First and foremost this places the working class majority here and globally at the centre of such a movement and seeks to fashion policies which harness their skills and knowledge within a context that sees the solution to the climate crisis in public ownership, planning and democracy.

Just as Marx posed the role of the working class as the motor of social change, this concept places them at the heart of the no doubt bitter struggles ahead to wrest power from the gigantic vested interests of capitalism and finance currently trashing the planet and strike out in a new direction.

River of protest
From documents such as the Trade Unions Against Climate Change Campaign showing how 1.5 million jobs can be created in this process, through the continuing fight at BiFab to the ongoing work on Just Transition, a basis already exists for this approach.

The crucial need now is for the many streams of protest and concern on this key issue—school strikers, Extinction Rebellion, NGOs, greens, socialists, communities and unions to flow into one river of protest and power for change.

Given that this will inevitably reach point of confrontation with the prevailing economics of growth and markets endorsed by almost all governments this looks like a Herculean task but with just 12 years left only action on such a revolutionary scale can work.

It is in this urgent and sombre context that the fast moving Brexit crisis must be set. The Voice supported Remain in 2016 on the basis that the Leave campaign—despite a smattering of so called ‘Lexit’ left leavers—was overwhelmingly a project of the most unsavoury elements of the Little Englander quasi-racist right.

We predicted that the outcome would be in Connolly’s words a “Festival of Reaction” and the current state of UK politics—dominated by neo-Trumpists—both bears out that prediction and serves as a dire warning of what we are up against.

It goes without saying that the Voice utterly rejects and opposes the politics of Johnson, Farage and Gove and their messages of hate delivered in either the Eton buttered tones of the entitled Tories or the golf club bar stridency of Farage.

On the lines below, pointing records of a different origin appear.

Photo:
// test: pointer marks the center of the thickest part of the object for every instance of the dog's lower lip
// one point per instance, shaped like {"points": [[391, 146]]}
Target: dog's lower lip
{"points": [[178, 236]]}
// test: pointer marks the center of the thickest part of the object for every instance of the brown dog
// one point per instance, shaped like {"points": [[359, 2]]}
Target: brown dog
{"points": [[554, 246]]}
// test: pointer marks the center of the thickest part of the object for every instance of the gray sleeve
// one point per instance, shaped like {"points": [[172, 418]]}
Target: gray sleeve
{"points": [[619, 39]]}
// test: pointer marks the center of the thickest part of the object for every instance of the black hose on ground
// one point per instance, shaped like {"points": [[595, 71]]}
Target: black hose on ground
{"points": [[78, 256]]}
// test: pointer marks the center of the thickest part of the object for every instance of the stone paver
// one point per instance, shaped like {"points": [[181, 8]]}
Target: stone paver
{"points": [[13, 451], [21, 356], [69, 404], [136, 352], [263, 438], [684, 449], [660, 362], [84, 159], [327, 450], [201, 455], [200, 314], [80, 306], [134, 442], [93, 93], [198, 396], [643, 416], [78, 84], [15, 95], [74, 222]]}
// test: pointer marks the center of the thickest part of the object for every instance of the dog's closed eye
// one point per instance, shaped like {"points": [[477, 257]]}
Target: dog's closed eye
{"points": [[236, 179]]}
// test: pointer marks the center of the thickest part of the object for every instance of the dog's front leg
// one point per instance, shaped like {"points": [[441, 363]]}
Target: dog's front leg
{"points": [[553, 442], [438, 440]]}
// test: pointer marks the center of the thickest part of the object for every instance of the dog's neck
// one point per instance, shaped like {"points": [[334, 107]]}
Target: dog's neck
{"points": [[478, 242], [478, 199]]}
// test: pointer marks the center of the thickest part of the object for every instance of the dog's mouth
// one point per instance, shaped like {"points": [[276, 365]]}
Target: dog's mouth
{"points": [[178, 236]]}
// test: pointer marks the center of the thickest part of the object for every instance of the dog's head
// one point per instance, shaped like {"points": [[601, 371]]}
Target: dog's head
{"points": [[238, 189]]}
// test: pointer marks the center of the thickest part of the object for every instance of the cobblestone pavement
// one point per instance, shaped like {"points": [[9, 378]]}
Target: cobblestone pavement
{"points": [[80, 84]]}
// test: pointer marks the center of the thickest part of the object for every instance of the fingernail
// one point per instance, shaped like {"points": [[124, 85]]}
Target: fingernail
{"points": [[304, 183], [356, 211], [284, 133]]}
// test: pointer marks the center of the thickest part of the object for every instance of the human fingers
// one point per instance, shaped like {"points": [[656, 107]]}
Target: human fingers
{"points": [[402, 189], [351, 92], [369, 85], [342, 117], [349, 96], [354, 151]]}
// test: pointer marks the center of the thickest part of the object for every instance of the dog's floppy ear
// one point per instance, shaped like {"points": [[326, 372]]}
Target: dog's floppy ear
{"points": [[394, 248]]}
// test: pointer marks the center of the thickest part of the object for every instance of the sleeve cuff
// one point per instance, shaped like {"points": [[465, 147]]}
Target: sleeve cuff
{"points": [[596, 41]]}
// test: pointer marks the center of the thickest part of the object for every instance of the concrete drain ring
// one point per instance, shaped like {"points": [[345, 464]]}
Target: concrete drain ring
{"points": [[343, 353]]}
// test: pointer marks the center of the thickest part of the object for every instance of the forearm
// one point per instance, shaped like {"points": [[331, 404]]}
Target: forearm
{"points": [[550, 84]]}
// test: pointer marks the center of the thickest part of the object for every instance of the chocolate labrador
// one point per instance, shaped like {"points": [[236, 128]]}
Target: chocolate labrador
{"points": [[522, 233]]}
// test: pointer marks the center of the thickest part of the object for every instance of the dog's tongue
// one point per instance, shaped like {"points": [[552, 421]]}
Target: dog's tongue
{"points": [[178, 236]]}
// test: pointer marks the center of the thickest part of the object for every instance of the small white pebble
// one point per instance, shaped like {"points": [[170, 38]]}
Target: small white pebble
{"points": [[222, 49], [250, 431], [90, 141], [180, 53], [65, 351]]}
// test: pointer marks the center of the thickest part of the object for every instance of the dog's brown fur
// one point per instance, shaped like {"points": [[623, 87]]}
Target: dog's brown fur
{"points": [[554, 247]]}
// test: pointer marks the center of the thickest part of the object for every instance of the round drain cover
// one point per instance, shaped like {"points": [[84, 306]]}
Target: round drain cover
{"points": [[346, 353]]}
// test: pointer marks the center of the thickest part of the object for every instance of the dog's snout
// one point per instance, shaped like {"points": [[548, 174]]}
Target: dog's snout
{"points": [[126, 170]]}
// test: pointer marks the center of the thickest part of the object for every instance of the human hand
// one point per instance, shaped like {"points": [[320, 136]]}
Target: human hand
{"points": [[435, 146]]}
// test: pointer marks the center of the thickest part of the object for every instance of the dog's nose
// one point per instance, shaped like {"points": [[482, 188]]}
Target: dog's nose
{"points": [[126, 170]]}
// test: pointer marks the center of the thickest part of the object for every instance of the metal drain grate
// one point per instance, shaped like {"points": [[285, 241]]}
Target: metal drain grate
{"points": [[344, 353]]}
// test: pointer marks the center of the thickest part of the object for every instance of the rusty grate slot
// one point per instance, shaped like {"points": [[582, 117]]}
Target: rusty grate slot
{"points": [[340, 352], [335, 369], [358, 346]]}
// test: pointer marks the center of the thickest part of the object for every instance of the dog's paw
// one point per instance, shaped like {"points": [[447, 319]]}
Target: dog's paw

However we also firmly reject the idea that where voters stand on Brexit is the only issue that counts.

In a country scarred by austerity, service cuts, low pay, precarious work and a chronic housing shortages socialists must offer a vision of change that impacts positively on the reality of life in today’s Scotland.

This must include a real campaign for independence, not as prop to a kinder version of the free market horrors of today’s Tories but as vehicle for real change, capable of advancing the living standards and lives of the people, while acting to protect the planet.

As we reject the free market fantasies of the Tories we also need to have no illusions on the fact that the spending constraints and business first policies of the EU are also not compatible with socialist change and also should be rejected.

Simply put, at this point, the revolting, smug racism of the Tories over Brexit and the undoubted problems revealed by Yellowhammer heighten revulsion at the hardline attitudes of the union jack-waving Brexiteers presents a real horror to us all.

EU economics
However, while we defend progressive aspects such as free movements and human rights we need to recall that our EU membership has been used against public ownership, took place while the bloc’s economics crushed Greece and has made no difference to the imposition of austerity here for the last decade.

In Scotland, it remains urgent that austerity is rejected and public ownership, secure jobs, council housing and free public transport be put at the heart of a renewed independence campaign.